On the question of the additional cost -- to get that out of the way first -- think what one cup of coffee five days a week over two years costs (even that terrible cheap coffee from the student coffee place!). Compare the cost of an iPad (you won't need more than wifi connectivity). Ask yourself: will you get a coffee's worth of value from the iPad most days? The answer seems obvious to me :-)
OK, as to maths: Reading PDFs is a brilliant experience on an iPad (and DjVU isn't at all bad). I would very much rather read maths books and papers on the iPad than on a laptop screen. And this seems a common experience (on one bit of independent research I saw, people were approaching indifference between physical books and reading on an iPad, but rated either far above reading on a computer screen). Minor annotation on the PDFs (highlighting, very brief notes to self) works very well too e.g. in GoodReader. And of course all your other reading, whether is classical novels, or newspaper websites, or whatever, is also vastly nicer on an iPad than on a computer.
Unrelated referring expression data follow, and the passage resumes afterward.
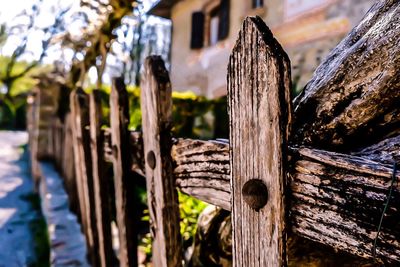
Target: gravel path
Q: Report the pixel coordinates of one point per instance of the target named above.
(16, 241)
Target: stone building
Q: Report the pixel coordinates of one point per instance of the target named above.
(204, 32)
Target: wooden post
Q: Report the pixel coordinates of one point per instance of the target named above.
(259, 115)
(123, 178)
(156, 103)
(100, 182)
(83, 166)
(68, 166)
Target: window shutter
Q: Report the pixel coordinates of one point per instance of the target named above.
(197, 38)
(223, 30)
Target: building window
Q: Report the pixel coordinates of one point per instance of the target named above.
(258, 3)
(210, 25)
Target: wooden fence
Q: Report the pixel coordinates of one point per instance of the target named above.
(270, 185)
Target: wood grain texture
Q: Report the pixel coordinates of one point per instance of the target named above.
(202, 170)
(100, 182)
(353, 99)
(83, 165)
(386, 151)
(68, 170)
(123, 179)
(258, 89)
(162, 198)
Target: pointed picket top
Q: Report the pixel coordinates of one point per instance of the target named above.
(259, 119)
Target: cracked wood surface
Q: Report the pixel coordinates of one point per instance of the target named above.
(162, 197)
(353, 99)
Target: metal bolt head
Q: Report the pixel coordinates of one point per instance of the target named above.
(151, 159)
(255, 194)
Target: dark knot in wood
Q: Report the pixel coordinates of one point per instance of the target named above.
(151, 159)
(255, 193)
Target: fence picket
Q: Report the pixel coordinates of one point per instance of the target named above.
(100, 182)
(83, 166)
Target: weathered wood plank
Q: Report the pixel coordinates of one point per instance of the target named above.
(342, 189)
(83, 165)
(100, 182)
(259, 108)
(353, 98)
(68, 166)
(123, 179)
(162, 198)
(77, 157)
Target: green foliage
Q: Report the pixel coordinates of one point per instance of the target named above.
(13, 94)
(190, 209)
(38, 228)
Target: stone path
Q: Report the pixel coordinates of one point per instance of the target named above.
(16, 213)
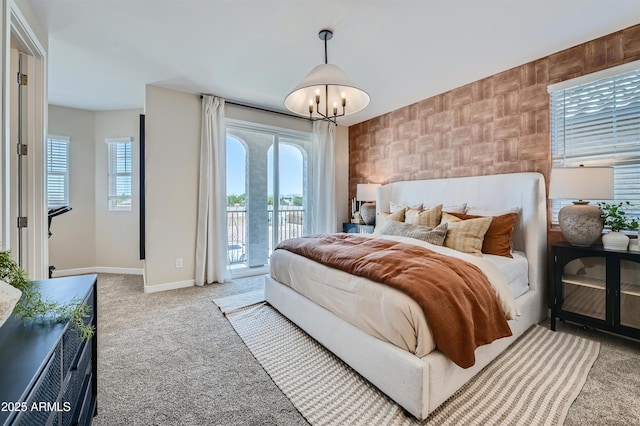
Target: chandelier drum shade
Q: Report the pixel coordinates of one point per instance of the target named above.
(327, 92)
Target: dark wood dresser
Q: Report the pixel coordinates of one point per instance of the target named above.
(47, 375)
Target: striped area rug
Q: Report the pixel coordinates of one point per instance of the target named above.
(533, 382)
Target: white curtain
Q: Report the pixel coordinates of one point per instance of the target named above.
(211, 238)
(322, 203)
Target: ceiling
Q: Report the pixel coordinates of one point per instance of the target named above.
(102, 53)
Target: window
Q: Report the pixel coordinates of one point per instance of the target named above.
(595, 121)
(267, 190)
(119, 173)
(57, 171)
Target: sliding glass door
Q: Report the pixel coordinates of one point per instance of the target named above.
(266, 190)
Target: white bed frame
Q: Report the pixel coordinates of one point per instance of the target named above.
(420, 385)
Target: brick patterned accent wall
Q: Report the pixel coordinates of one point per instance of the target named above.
(499, 124)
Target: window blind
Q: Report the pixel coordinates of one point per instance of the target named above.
(597, 123)
(57, 171)
(120, 184)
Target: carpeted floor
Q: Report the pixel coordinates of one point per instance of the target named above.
(171, 358)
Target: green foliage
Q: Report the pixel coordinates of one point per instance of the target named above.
(615, 216)
(32, 306)
(236, 200)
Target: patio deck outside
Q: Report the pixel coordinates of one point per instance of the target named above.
(289, 221)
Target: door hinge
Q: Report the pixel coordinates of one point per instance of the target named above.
(22, 79)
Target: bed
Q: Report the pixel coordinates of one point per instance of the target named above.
(421, 379)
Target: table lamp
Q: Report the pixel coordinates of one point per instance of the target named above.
(580, 222)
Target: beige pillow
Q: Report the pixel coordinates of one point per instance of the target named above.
(382, 217)
(431, 235)
(394, 207)
(429, 217)
(466, 235)
(455, 208)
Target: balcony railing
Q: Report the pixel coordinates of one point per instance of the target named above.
(289, 223)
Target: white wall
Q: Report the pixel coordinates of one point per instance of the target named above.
(73, 243)
(90, 238)
(117, 232)
(172, 162)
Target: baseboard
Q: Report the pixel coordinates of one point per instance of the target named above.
(97, 270)
(167, 286)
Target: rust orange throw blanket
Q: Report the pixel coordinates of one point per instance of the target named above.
(457, 299)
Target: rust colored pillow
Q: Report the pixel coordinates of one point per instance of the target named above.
(497, 240)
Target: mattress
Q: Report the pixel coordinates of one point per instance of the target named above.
(382, 311)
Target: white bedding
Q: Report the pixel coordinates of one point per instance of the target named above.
(382, 311)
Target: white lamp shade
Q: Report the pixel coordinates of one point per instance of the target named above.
(582, 183)
(337, 84)
(367, 191)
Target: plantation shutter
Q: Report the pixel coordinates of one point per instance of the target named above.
(120, 184)
(597, 123)
(57, 171)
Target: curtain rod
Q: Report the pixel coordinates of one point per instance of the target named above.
(239, 104)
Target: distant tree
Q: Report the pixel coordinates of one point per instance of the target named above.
(236, 200)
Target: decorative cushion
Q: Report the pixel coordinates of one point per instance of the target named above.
(466, 235)
(498, 238)
(394, 207)
(455, 208)
(382, 217)
(431, 235)
(429, 217)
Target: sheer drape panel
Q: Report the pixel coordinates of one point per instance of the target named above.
(211, 238)
(322, 203)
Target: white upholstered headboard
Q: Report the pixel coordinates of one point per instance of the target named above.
(496, 192)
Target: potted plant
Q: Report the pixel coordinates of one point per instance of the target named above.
(614, 216)
(31, 306)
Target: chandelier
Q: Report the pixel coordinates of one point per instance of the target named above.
(327, 92)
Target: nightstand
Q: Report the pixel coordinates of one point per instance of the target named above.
(356, 228)
(596, 287)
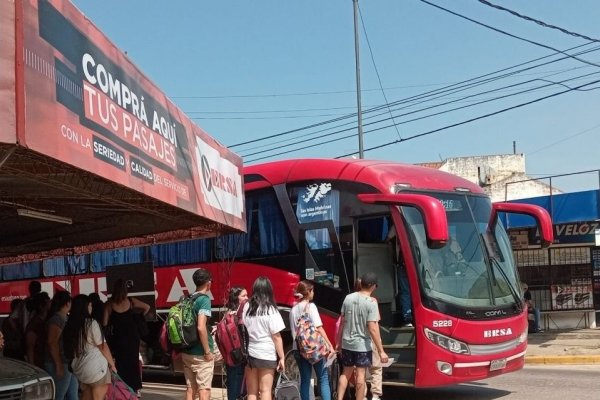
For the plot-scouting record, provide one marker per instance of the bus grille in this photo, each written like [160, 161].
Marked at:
[12, 394]
[485, 349]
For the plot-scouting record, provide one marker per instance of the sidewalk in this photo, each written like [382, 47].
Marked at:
[578, 346]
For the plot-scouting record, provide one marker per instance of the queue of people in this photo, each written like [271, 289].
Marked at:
[64, 336]
[81, 347]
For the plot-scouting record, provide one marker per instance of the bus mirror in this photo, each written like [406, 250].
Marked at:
[432, 210]
[540, 214]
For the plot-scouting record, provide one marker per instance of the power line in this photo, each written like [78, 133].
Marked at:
[537, 21]
[468, 83]
[564, 139]
[507, 33]
[473, 119]
[428, 132]
[375, 67]
[478, 102]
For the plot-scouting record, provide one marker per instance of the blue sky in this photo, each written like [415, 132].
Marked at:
[245, 70]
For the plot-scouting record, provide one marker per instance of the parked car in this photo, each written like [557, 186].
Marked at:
[22, 381]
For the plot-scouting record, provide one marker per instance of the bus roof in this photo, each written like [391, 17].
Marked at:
[380, 174]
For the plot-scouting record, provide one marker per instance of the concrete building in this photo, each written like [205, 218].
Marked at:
[502, 176]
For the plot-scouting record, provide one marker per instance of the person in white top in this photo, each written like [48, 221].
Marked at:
[85, 345]
[265, 345]
[305, 292]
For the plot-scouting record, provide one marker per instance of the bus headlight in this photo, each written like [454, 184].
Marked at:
[39, 391]
[445, 342]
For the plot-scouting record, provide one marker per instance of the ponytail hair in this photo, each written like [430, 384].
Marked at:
[303, 289]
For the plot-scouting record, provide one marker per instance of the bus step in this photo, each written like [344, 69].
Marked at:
[398, 336]
[401, 373]
[398, 384]
[157, 367]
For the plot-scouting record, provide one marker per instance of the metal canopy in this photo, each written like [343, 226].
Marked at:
[103, 214]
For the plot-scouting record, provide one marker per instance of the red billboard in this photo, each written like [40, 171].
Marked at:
[170, 283]
[8, 130]
[87, 105]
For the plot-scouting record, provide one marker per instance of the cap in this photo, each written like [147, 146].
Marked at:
[201, 276]
[368, 279]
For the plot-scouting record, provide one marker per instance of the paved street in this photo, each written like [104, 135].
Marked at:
[533, 382]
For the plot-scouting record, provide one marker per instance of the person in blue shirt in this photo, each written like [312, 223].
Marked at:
[198, 360]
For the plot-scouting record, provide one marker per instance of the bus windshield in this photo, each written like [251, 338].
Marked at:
[475, 269]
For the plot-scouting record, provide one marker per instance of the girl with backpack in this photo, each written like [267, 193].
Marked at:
[305, 293]
[265, 345]
[235, 374]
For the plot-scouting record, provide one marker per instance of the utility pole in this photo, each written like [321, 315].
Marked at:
[357, 57]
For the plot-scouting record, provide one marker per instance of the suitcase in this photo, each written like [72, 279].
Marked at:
[119, 390]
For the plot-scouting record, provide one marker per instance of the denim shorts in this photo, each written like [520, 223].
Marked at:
[357, 358]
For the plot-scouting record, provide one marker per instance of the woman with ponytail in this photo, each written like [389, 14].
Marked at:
[305, 294]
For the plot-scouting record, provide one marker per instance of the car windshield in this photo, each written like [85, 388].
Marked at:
[475, 269]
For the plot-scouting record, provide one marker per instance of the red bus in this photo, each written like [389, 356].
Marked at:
[328, 221]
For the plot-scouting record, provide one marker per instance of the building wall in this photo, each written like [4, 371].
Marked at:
[494, 172]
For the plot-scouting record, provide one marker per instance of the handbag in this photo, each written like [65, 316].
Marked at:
[140, 324]
[286, 389]
[119, 390]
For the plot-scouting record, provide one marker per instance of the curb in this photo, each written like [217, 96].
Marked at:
[567, 359]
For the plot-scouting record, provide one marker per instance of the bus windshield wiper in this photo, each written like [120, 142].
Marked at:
[516, 297]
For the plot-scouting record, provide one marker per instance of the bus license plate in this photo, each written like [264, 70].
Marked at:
[498, 364]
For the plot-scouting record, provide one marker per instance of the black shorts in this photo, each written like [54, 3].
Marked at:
[357, 358]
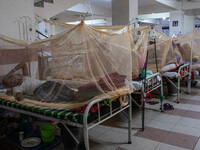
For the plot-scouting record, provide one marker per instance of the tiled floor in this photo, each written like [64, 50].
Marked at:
[177, 129]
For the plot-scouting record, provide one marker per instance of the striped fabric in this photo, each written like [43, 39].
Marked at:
[55, 113]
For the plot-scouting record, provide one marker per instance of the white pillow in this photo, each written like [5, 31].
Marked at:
[169, 67]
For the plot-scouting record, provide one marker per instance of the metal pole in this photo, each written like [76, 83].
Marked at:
[190, 70]
[156, 54]
[143, 104]
[130, 120]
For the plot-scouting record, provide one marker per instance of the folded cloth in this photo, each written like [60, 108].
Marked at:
[113, 80]
[51, 91]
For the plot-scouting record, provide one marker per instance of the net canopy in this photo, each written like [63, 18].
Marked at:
[183, 44]
[72, 68]
[164, 50]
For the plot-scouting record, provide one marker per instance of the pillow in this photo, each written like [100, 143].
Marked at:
[169, 67]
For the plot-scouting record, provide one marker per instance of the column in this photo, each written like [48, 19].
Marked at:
[176, 22]
[189, 23]
[123, 11]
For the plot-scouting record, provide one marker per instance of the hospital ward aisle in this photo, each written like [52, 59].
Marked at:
[177, 129]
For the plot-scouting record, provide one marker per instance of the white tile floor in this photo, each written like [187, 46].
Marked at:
[112, 135]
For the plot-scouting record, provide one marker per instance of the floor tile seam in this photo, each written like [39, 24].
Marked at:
[157, 145]
[197, 142]
[164, 139]
[190, 127]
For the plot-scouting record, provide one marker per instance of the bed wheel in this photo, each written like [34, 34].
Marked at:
[81, 146]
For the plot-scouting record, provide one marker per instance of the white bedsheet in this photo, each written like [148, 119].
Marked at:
[137, 85]
[171, 75]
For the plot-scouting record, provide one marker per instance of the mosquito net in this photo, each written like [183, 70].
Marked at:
[183, 44]
[163, 49]
[71, 68]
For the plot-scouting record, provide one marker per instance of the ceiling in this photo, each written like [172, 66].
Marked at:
[103, 8]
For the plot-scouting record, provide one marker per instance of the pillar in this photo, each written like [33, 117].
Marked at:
[14, 14]
[123, 11]
[189, 23]
[176, 22]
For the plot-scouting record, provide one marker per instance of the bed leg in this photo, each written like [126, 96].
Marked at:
[143, 111]
[86, 137]
[178, 93]
[130, 120]
[161, 97]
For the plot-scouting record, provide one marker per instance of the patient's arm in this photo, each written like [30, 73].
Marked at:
[19, 96]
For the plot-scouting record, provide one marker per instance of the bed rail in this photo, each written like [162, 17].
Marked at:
[183, 71]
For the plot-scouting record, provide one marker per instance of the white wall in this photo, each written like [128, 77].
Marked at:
[10, 13]
[176, 16]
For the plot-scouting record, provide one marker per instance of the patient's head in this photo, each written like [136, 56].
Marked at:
[11, 81]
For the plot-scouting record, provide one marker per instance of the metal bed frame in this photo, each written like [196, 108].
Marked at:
[184, 70]
[86, 126]
[152, 83]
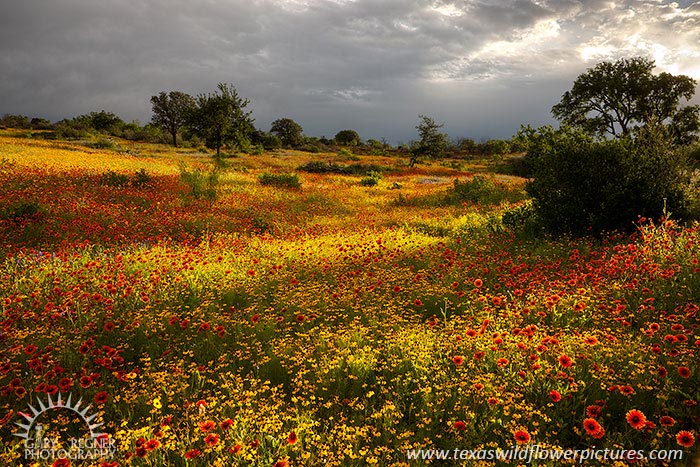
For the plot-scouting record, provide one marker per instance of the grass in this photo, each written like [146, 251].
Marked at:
[331, 325]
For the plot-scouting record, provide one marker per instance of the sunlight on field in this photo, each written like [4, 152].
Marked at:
[334, 324]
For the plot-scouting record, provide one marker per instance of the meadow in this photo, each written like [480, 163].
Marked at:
[219, 313]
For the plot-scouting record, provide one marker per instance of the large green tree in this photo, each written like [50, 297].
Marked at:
[616, 97]
[171, 111]
[220, 118]
[290, 133]
[432, 143]
[347, 138]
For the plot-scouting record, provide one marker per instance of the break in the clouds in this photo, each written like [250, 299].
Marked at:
[481, 66]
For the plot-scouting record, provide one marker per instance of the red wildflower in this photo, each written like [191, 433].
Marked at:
[207, 426]
[594, 411]
[522, 437]
[636, 419]
[152, 444]
[226, 424]
[685, 439]
[667, 421]
[593, 428]
[212, 439]
[565, 361]
[192, 454]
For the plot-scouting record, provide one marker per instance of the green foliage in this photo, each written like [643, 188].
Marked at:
[101, 143]
[102, 121]
[171, 111]
[432, 143]
[202, 184]
[119, 180]
[280, 180]
[581, 185]
[481, 189]
[267, 140]
[347, 138]
[220, 118]
[332, 167]
[372, 179]
[290, 133]
[522, 217]
[616, 97]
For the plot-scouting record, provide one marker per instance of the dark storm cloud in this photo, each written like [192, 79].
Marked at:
[481, 66]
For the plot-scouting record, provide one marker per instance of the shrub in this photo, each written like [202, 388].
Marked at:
[101, 143]
[477, 189]
[280, 180]
[371, 179]
[202, 185]
[347, 138]
[582, 185]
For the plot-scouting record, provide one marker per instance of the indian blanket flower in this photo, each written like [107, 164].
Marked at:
[521, 437]
[565, 361]
[636, 419]
[685, 438]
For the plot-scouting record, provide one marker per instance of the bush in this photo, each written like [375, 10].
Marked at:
[372, 179]
[280, 180]
[332, 167]
[478, 189]
[582, 185]
[202, 185]
[101, 143]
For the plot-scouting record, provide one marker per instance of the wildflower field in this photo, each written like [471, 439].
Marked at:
[217, 314]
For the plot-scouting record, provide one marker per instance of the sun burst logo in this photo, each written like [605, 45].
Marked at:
[83, 413]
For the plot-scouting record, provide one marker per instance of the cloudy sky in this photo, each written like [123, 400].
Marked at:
[483, 67]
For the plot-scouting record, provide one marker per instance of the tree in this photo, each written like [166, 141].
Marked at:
[432, 143]
[220, 118]
[101, 121]
[171, 111]
[581, 185]
[347, 138]
[616, 97]
[288, 131]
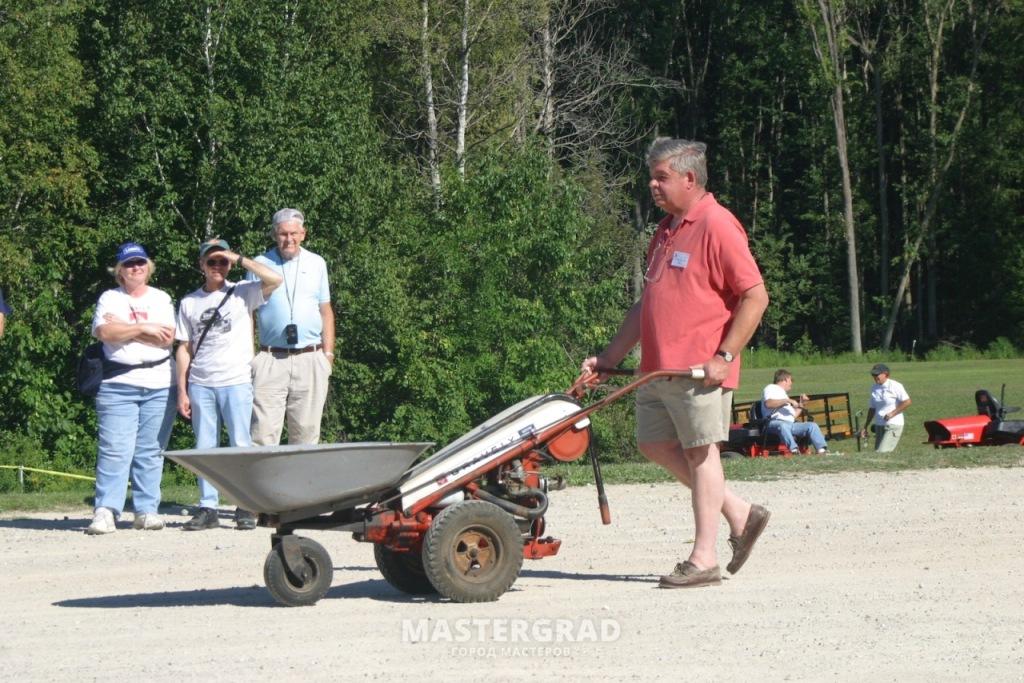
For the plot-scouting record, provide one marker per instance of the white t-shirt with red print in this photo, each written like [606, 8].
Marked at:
[153, 306]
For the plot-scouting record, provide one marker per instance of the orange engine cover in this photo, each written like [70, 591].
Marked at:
[570, 444]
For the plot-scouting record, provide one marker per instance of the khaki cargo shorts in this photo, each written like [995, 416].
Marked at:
[683, 410]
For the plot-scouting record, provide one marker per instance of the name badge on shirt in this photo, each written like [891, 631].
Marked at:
[680, 259]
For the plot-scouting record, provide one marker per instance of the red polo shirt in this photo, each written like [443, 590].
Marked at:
[695, 275]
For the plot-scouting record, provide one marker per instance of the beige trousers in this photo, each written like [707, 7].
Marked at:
[887, 436]
[292, 387]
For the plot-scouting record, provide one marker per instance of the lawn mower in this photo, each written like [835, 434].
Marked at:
[459, 523]
[749, 434]
[988, 427]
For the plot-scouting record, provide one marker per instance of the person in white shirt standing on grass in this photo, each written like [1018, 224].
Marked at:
[886, 406]
[215, 329]
[783, 412]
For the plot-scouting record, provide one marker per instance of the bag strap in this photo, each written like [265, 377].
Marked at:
[209, 324]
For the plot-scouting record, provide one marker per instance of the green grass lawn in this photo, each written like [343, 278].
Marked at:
[937, 389]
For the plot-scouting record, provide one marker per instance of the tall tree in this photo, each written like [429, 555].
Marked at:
[827, 24]
[939, 16]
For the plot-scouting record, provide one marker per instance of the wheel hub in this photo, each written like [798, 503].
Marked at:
[474, 553]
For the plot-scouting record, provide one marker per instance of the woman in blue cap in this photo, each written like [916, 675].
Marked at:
[135, 403]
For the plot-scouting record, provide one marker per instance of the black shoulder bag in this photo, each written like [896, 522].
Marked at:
[93, 368]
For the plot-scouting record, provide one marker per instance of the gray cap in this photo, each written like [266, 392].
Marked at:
[286, 215]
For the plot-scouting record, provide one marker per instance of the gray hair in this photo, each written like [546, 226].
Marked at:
[286, 215]
[683, 156]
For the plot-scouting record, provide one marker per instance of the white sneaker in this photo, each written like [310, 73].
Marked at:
[148, 521]
[102, 522]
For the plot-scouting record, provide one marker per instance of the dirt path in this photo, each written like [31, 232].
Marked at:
[858, 577]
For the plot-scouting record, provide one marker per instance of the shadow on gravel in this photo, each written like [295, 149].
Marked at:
[250, 596]
[66, 524]
[576, 575]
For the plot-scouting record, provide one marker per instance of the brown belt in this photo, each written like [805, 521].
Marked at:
[291, 351]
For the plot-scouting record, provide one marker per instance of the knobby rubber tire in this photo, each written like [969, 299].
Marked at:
[403, 570]
[287, 589]
[472, 552]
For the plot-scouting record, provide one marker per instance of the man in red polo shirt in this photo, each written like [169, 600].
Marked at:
[704, 297]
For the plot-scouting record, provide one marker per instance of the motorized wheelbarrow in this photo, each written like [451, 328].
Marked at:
[458, 524]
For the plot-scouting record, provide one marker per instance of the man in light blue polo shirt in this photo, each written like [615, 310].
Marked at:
[296, 340]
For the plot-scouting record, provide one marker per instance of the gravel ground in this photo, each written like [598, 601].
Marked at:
[858, 577]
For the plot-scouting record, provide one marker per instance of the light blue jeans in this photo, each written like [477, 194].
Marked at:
[788, 432]
[134, 426]
[213, 407]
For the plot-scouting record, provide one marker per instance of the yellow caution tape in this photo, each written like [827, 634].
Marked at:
[59, 474]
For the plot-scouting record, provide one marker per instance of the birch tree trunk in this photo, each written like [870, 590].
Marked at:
[460, 145]
[428, 87]
[835, 73]
[936, 16]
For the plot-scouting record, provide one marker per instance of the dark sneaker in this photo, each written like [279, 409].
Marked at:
[245, 520]
[205, 518]
[686, 574]
[742, 544]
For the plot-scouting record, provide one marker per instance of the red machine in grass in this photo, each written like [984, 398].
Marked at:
[749, 434]
[988, 427]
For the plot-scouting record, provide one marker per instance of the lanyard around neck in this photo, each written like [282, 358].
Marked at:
[290, 292]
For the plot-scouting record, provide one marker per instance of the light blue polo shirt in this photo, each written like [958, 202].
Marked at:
[296, 300]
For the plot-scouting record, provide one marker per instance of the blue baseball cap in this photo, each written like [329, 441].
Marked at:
[130, 250]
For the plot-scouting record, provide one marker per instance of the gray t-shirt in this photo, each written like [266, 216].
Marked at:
[224, 355]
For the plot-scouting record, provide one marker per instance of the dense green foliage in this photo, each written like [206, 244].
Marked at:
[476, 262]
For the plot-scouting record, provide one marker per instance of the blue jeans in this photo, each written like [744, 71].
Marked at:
[788, 432]
[134, 426]
[213, 407]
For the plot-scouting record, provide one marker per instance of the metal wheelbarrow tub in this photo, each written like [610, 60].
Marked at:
[309, 478]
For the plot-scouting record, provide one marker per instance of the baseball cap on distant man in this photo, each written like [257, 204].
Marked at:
[286, 215]
[130, 250]
[210, 245]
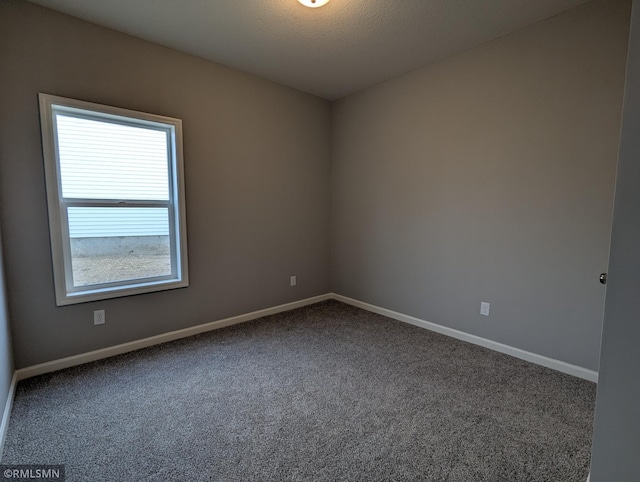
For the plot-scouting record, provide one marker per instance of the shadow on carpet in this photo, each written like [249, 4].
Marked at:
[324, 392]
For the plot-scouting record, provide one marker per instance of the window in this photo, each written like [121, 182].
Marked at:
[115, 194]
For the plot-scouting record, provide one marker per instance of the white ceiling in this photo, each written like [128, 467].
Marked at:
[330, 51]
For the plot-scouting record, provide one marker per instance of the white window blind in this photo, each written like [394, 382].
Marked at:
[116, 200]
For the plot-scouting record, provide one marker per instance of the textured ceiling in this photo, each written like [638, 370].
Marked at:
[331, 51]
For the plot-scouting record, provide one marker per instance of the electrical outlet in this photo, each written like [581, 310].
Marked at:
[99, 317]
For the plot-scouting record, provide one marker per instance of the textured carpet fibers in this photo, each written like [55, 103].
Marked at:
[325, 392]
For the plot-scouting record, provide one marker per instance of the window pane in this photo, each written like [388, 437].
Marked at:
[117, 244]
[103, 160]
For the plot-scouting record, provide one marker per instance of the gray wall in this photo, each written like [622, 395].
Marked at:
[257, 173]
[489, 177]
[6, 355]
[616, 440]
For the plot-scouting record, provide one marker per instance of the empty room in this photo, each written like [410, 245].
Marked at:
[320, 240]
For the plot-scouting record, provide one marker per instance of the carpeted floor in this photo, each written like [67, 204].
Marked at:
[325, 392]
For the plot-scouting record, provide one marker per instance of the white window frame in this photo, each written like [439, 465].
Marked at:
[66, 293]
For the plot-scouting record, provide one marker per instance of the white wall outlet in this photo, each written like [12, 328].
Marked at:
[99, 317]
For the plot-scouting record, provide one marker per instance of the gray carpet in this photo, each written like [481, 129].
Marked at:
[325, 392]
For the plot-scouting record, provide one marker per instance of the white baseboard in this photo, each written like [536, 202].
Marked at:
[558, 365]
[71, 361]
[4, 426]
[62, 363]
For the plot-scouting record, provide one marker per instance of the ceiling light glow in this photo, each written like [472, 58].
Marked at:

And then there are all the non-reading things that you can do with it (sitting in a cafe doing your emails, facebook, etc.).
Writing maths is quite different though, and after experimenting early on, I found that good old pen and paper still works very much better for notes taken in the heat of the moment in lectures/talks etc. In fact your note taking really should be a two-phase project anyway. (1) You write rough notes "live" in the lecture, and then (2) you should write up the notes afterwards, consulting textbooks, classmates etc. until you are sure you have got things really clear. Stage (1) is for nearly everyone best done the old-fashioned way; stage (2) is best done on a laptop running a LaTeX installation. At neither stage is using an iPad a good choice.
So, yes, go for an iPad as a terrific addition to the laptop which you'll get a great deal of use from, even for work/study. But it isn't all purpose tool, and in particular isn't a serious writing platform, in the way your laptop is.